Y todos ustedes saben lo que ocurre cuando esto sucede. Hay, sí, asilos en los que el cariño humano sigue existiendo. Y creo que en los regentados por religiosos esta afortunada posibilidad se multiplica. Pero la mayoría ¿no son una tumba anticipada?
Y no es lo peor el que sean maltratados y a veces mal alimentados (raro es el día que no aparece en los periódicos, la historia de una de esas residencias ilegales, construidas con la tapadera de ayudar a los ancianos, cuando realmente lo que se quiere es sacarles las últimas perrillas de sus pensiones); lo peor —y esto ya en las legales y las ilegales— es la soledad.

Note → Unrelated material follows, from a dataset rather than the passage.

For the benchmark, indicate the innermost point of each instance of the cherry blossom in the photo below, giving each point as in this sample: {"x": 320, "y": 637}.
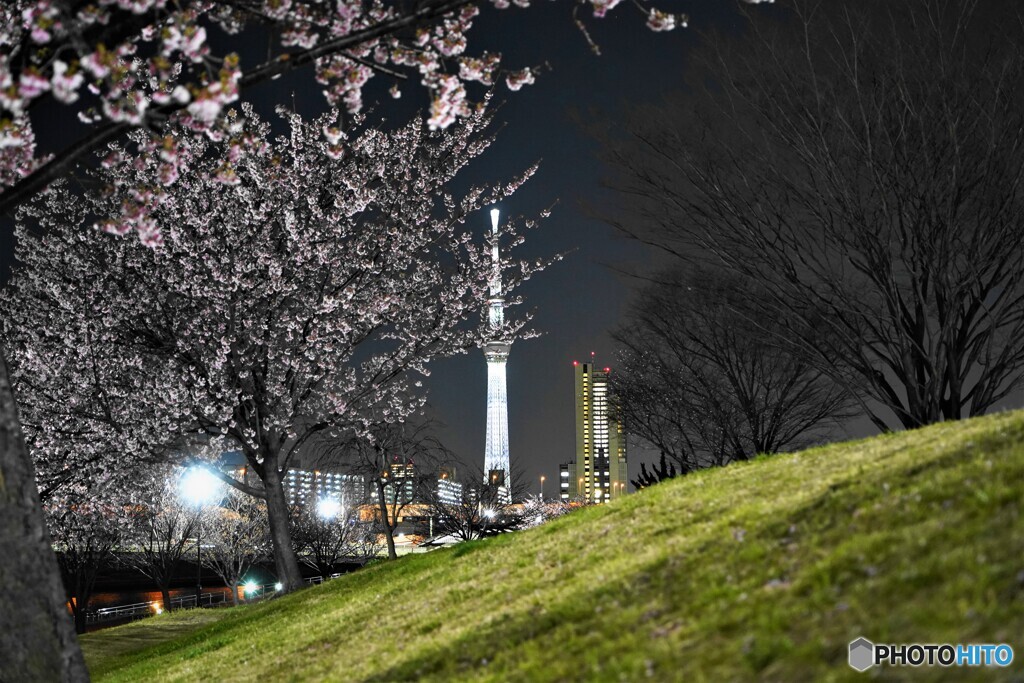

«En realidad —decía Gabriel Marcel— no existe más que un solo sufrimiento: la soledad». ¿Y qué soledad más honda que la de las personas que han perdido ya sus esperanzas, sus ilusiones, su libertad, y que acaban hasta por olvidar el rostro de sus hijos y sus nietos, que aparecen por la residencia un par de veces al año, tal vez el día de su santo y la víspera de Navidad? ¿Y los otros trescientos sesenta y tres días?
«Un hombre sólo está siempre en mala compañía», dijo Paul Valéry. Y es cierto: en lugar de la visita del hijo llega la visita de la amargura, del resentimiento, de los recuerdos envenenados, tal vez la de la desesperación. Luego nos aterran los suicidios de ancianos.
Y ahora —¡qué paradoja!— quieren lograr con leyes lo que no se consigue con el corazón. ¡Hala, que castiguen a esos desalmados del corazón de piedra, o que les rebajen en Hacienda, a ver si así les crece un poco el alma! La verdad es que si hasta el amor hay que incentivarlo con dinero o con castigos, mejor sería darse uno de baja en la raza humana.